Russia's gas export monopoly halted a planned resumption of gas supply to the Ukrainian domestic market in early March, forcing Kiev to take emergency measures to make up for the shortfall and warn that transit flows to Europe were also at risk. Gazprom had planned to restart supplies to its neighbour's domestic market for the first time since 2015, when Ukraine started buying gas from Europe to reduce its energy dependence on Russia.

The move came after a Stockholm arbitration court ordered Gazprom to pay more than $2.5bn to Ukrainian energy firm Naftogaz to settle a contractual dispute over gas supply.

That ruling was intended to draw a line under a protracted legal battle between the two companies. But the hostile atmosphere between Russia and Ukraine—and the long-standing use of gas supply stoppages to make political capital—made that a dim prospect and so it has proved.

Gazprom chief executive Alexey Miller said the ruling meant gas sales agreements with Ukraine were no longer commercially viable and that the company would seek to terminate them. The Russian firm also said it would appeal the Stockholm court's ruling.

Gazprom and Naftogaz have been in dispute for years over gas sales both for the Ukrainian domestic market and for transit to Europe. Gazprom claimed that under an 11-year transit and supply contract signed in January 2009, transit volumes were not underpinned by a minimum volume clause, insisting it would only pay for actual gas transited. Naftogaz argued the contract stipulated a minimum ship-or-pay level of 110bn cm annually, with the transit fee linked to the gas price of the supply contract. Gazprom has consistently transited less than 110bn cm a year throughout the contract.

The rift between companies' home countries was exacerbated by the overthrow of Viktor Yanukovych, a pro-Russian leader of Ukraine, in February 2014, and the following annexation by Russia of Ukraine's Crimea peninsula, as well as Moscow's backing for pro-Russian separatists in eastern Ukraine, where fighting continues.

Bargaining tactic? 

Gazprom's decision to halt supply to Ukraine was guaranteed to grab headlines, leaving Ukraine scrabbling to find alternative gas supplies during a cold snap and prompting talk by the Ukrainian authorities of possible knock-on European gas shortages, even though transit supply was ultimately maintained.

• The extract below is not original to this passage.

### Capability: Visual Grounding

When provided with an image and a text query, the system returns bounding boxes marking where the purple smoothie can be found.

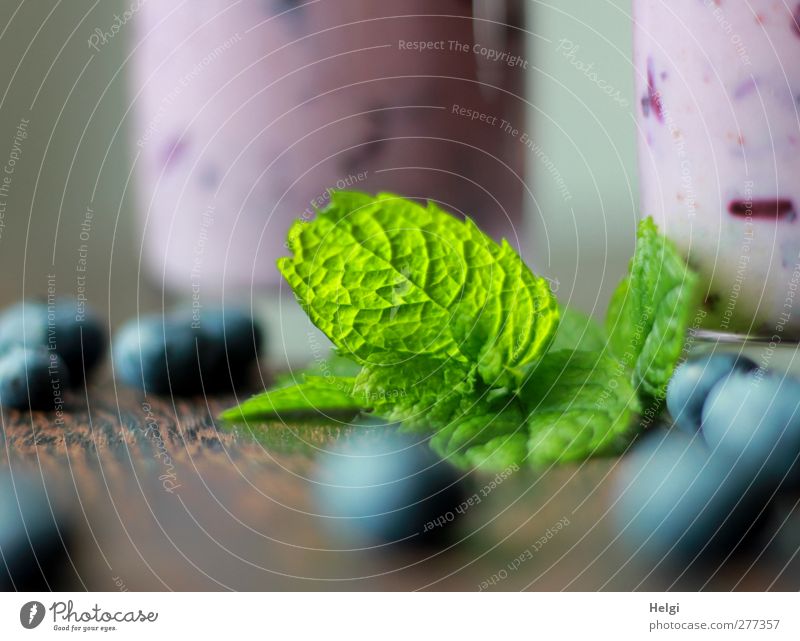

But Gazprom's actions may yet turn out just to be a negotiating ploy. Some analysts believe Gazprom will need to sign a new agreement with Ukraine, as it will have insufficient export capacity on alternative routes to Europe for several more years and European countries are not yet ready to accept gas from the Nord Stream-2 across the Baltic to northern Europe.

Gascade, the gas pipeline venture between Germany's Wintershall and Gazprom, said Nord Stream-2's Eugal pipeline, which connects to the Czech Republic and Poland, will not be fully ready until 2020. Eugal's first line is only due to come onstream in late 2019, which is when the current transit deal with Ukraine expires.

"Only 34bn cm of Nord Stream-2's 55bn cm capacity may be available in 2020 and this could make Gazprom reliant on the Ukrainian route, at least until the end of 2020," said Kirill Tachennikov, an energy analyst at insurance brokerage BCS Financial.

Despite its huffing and puffing, Gazprom remains reliant on the Ukrainian route to meet its contractual obligations to European clients. The Ukrainian route accounted for over 45%, or 94bn cm of Gazprom's exports last year to Europe and Turkey.

Gergely Molnar, a gas analyst at consultancy Wood Mackenzie, said Gazprom's refusal to pay $2.5bn to Naftogaz could result in further legal proceedings, while Ukraine has threatened to use international courts to enable the seizure of the Russian group's foreign assets.

"In the immediate future, Gazprom and Naftogaz are likely to enter a tense standoff that will encourage Gazprom to deliver on its promise to create viable Ukraine bypass options," said Molnar.

But Simon Pirani, senior research fellow at the Oxford Institute for Energy Studies, maintained that Gazprom "will not be able to fully close the door for Ukrainian transit" until 2024, due to rising European demand.

To make a deal, Gazprom and Naftogaz are going to have to park their differences—not an easy task with tensions between Moscow and Kiev still running high.